L’organisation l’engage également à respecter l’obligation qui lui incombe, en vertu du droit international, de veiller à ce qu’aucune amnistie ne soit accordée pour les crimes relevant du droit international. Certains représentants de l’État se sont déclarés favorables à l’amnistie pour de graves crimes, notamment des cas de génocide, de crimes de guerre et de crimes contre l’humanité. Lors de son discours d’investiture, prononcé en août 2010 à la suite de sa réélection, le président Nkurunziza a exprimé sa volonté de faire avancer la mise en place de la CNVR. L’accord conclu en 2006 entre le PALIPEHUTU-FNL et le gouvernement burundais visait à renommer la CNVR en « Commission pour la vérité, le pardon et la réconciliation ».

Amnesty International prie instamment le gouvernement du Burundi de mettre en place le tribunal spécial et de veiller à ce qu’il ait pour mandat de mener des enquêtes et d’engager des poursuites en toute indépendance sur les graves atteintes aux droits humains qui ont été commises, sans en être saisi au préalable par la CNVR. Des garanties efficaces doivent assurer la participation des victimes, ainsi que des réparations pour celles-ci.

Complément d’information

La guerre civile qui a commencé en 1993 au Burundi opposait à l’origine l’armée dominée par les Tutsis et les groupes armés d’opposition menés par les Hutus.

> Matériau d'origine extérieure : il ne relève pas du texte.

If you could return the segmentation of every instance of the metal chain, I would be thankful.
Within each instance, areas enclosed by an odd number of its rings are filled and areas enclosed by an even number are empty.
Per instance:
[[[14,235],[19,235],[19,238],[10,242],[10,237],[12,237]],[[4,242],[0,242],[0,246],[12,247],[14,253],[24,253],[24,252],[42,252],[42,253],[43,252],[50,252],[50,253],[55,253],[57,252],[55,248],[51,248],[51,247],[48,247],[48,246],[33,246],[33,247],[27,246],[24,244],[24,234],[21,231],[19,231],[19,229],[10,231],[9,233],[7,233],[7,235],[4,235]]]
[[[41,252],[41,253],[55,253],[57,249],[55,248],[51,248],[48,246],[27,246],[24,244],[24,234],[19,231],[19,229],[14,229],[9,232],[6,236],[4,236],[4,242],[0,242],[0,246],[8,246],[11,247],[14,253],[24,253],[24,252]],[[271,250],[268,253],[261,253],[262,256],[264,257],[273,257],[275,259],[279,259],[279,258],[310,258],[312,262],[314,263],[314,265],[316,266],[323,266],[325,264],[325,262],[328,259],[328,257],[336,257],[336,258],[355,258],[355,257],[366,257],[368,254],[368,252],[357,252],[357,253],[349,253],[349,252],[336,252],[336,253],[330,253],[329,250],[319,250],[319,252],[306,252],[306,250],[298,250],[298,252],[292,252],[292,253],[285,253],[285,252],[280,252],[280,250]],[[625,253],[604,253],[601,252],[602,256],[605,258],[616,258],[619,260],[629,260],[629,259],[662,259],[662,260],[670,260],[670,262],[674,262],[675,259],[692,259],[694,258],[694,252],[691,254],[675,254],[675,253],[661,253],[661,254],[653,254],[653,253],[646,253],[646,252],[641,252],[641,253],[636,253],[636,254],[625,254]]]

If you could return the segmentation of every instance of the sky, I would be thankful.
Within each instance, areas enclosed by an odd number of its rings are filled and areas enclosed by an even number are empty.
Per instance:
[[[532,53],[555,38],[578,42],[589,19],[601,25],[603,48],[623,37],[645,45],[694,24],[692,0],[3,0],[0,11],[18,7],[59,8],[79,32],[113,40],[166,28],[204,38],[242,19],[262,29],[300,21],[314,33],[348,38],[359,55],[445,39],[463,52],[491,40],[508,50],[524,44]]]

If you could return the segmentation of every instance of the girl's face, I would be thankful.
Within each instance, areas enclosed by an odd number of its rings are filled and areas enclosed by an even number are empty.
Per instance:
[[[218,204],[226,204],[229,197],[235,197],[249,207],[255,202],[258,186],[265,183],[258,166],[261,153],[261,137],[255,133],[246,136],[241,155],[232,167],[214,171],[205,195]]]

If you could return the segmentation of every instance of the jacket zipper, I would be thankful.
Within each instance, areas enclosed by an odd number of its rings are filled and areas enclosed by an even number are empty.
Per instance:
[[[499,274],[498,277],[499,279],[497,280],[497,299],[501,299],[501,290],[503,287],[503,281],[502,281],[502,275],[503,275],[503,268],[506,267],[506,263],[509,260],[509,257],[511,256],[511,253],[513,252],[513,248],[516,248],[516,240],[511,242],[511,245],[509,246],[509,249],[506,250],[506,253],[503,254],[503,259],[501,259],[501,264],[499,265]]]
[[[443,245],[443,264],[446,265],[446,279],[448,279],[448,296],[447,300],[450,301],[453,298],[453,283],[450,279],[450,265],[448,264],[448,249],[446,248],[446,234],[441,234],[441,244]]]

La plupart des principales parties à ce conflit ont signé l’Accord d’Arusha en 2000, à l’issue d’un long processus de paix. Fin 2003, le gouvernement burundais et le CNDD-FDD ont signé un cessez-le-feu et un accord de partage du pouvoir. Le CNDD-FDD a remporté les élections en 2005. En 2004, le Burundi a ratifié le Statut de Rome de la Cour pénale internationale.

Le PALIPEHUTU-FNL, dernier groupe armé d’opposition, a signé un accord global de cessez-le-feu avec le gouvernement burundais en septembre 2006. Les termes de cet accord n’ont été pleinement appliqués qu’en 2009, lorsque le PALIPEHUTU-FNL est devenu un parti politique sous le nom de FNL.

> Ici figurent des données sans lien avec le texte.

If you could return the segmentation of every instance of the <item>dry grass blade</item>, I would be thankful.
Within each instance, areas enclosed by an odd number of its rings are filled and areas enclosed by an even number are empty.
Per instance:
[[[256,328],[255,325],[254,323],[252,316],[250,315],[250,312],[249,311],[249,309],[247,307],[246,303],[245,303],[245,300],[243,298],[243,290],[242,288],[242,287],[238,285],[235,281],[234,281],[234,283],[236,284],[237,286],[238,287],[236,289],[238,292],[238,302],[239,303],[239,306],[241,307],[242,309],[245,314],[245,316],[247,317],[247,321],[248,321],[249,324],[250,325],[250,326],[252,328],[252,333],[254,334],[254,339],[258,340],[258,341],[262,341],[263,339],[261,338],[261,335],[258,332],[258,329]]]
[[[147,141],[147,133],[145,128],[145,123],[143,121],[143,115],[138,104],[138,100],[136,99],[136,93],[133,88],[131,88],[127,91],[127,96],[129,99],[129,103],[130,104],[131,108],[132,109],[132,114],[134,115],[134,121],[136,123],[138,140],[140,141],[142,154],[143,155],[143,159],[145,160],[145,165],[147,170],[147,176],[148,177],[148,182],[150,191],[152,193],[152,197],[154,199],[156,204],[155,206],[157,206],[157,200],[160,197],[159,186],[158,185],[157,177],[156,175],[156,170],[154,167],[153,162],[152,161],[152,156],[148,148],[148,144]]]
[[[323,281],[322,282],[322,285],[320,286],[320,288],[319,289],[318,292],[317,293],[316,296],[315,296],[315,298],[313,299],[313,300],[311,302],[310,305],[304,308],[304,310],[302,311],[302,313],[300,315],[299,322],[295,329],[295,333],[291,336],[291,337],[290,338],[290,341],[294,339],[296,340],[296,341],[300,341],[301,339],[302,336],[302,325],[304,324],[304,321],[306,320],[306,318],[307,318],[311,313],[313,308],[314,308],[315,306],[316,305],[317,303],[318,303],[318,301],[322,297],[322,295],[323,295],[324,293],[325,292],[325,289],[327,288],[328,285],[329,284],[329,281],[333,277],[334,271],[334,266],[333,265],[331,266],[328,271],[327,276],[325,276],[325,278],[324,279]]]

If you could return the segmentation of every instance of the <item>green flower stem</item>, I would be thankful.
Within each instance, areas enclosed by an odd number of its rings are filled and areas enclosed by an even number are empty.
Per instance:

L’Accord d’Arusha demandait la création d’une commission judiciaire internationale d’enquête et d’une CNVR. En 2002, l’ancien président du Burundi a écrit au secrétaire général des Nations unies en appuyant les recommandations de l’Accord d’Arusha. En 2004, une commission d’évaluation des Nations unies a proposé la mise en place d’une CNVR et d’un tribunal spécial dans le cadre du système judiciaire burundais afin d’enquêter et, le cas échéant, d’engager des poursuites pour les faits de génocides, de crimes de guerre et de crimes contre l’humanité. Les Nations unies ont approuvé ces recommandations dans la résolution 1606 du Conseil de sécurité en juin 2005.

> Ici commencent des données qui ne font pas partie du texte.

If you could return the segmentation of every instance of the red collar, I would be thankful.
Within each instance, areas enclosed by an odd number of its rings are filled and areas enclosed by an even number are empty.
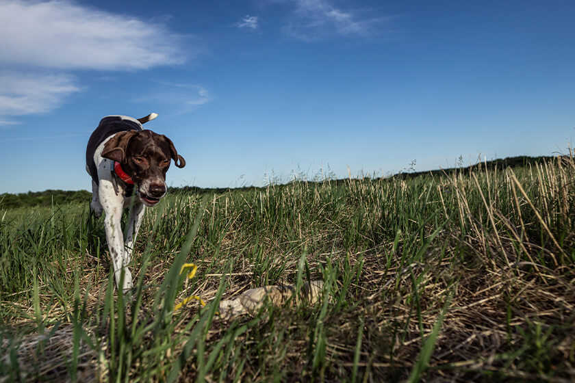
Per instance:
[[[123,169],[122,169],[122,166],[120,166],[120,163],[116,161],[114,161],[114,172],[116,173],[120,179],[123,181],[127,184],[133,185],[133,181],[131,179],[131,177],[129,176]]]

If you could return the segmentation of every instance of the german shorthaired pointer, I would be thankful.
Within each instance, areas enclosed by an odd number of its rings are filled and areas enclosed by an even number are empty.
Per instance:
[[[86,148],[86,168],[92,176],[90,207],[97,217],[102,211],[106,213],[104,226],[116,285],[120,288],[124,270],[124,292],[132,287],[127,265],[145,207],[155,206],[166,194],[166,172],[171,159],[178,168],[186,166],[169,138],[142,127],[156,117],[155,113],[138,120],[125,116],[104,117]],[[125,241],[122,211],[131,206]]]

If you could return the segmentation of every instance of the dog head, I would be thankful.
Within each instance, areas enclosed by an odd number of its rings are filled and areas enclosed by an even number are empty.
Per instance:
[[[152,207],[166,194],[166,172],[171,160],[178,168],[186,161],[172,141],[152,131],[128,131],[116,133],[104,144],[102,157],[119,162],[136,185],[144,204]]]

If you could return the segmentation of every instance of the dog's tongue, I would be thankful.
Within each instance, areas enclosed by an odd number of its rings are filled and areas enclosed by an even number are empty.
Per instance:
[[[159,202],[159,198],[153,198],[147,196],[145,197],[142,197],[142,199],[150,204],[155,204]]]

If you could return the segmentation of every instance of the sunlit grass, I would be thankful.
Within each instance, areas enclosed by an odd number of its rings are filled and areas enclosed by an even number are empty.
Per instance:
[[[146,213],[127,297],[87,204],[0,205],[0,381],[575,379],[574,181],[564,157],[174,194]],[[313,280],[317,304],[217,314]],[[192,295],[207,306],[174,311]]]

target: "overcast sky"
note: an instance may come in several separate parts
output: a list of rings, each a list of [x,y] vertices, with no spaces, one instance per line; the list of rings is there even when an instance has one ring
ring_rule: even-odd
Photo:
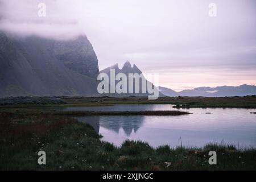
[[[46,5],[39,17],[38,5]],[[217,16],[208,15],[210,3]],[[72,39],[85,34],[100,69],[126,60],[176,90],[256,85],[255,0],[0,0],[0,28]]]

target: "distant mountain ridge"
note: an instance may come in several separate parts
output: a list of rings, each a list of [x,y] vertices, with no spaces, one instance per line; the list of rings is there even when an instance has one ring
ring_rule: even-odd
[[[238,86],[222,86],[212,87],[198,87],[191,90],[175,92],[169,88],[160,87],[159,90],[167,96],[204,96],[226,97],[246,96],[256,95],[256,86],[246,84]]]

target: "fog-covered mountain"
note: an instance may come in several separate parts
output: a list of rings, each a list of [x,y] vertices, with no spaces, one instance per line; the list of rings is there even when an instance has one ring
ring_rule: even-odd
[[[92,96],[98,73],[86,36],[55,40],[0,32],[0,97]]]
[[[160,91],[167,96],[205,96],[225,97],[256,95],[256,86],[242,85],[238,86],[222,86],[215,88],[199,87],[191,90],[175,92],[170,89],[161,87]]]

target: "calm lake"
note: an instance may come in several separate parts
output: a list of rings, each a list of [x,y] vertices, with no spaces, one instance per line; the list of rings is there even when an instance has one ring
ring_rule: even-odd
[[[116,105],[68,107],[65,111],[175,110],[172,105]],[[180,109],[193,113],[178,116],[93,116],[76,117],[92,125],[103,140],[120,146],[126,139],[146,141],[154,147],[168,144],[200,147],[209,142],[256,147],[255,109]],[[206,114],[211,113],[212,114]]]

En novembre 2007, le gouvernement burundais a signé un accord avec les Nations unies, aux termes duquel il s’est engagé à entreprendre des consultations nationales pour obtenir les avis de la population quant aux modalités de la mise en place de la CNVR et du tribunal spécial. Ces consultations, qui se sont déroulées en 2009, ont été menées par un comité directeur composé de représentants du gouvernement, des Nations unies et de la société civile burundaise. Le président du Burundi s’est rendu disponible pour examiner une copie du rapport issu des consultations en novembre 2010.

L’Accord d’Arusha, signé par la plupart des parties au conflit à l’exception du CNDD-FDD et du PALIPEHUTU-FNL, accordait une « immunité provisoire » pour les « crimes politiques » commis avant cet accord. Des accords conclus par la suite ont étendu l’« immunité provisoire » à d’autres anciens groupes armés d’opposition, ainsi qu’aux forces de sécurité gouvernementales, pour les « crimes politiques » à l’exclusion du génocide, des crimes de guerre et des crimes contre l’humanité jusqu’à la création de la CNVR et du tribunal spécial. L’immunité provisoire ne s’applique pas aux crimes commis par aucun groupe après le cessez-le-feu de septembre 2006.

Jusqu’à présent, les négociations entre le gouvernement burundais et les Nations unies n’ont pas abouti à un consensus sur l’indépendance du procureur du tribunal spécial et sur la relation entre la CNVR et le tribunal spécial.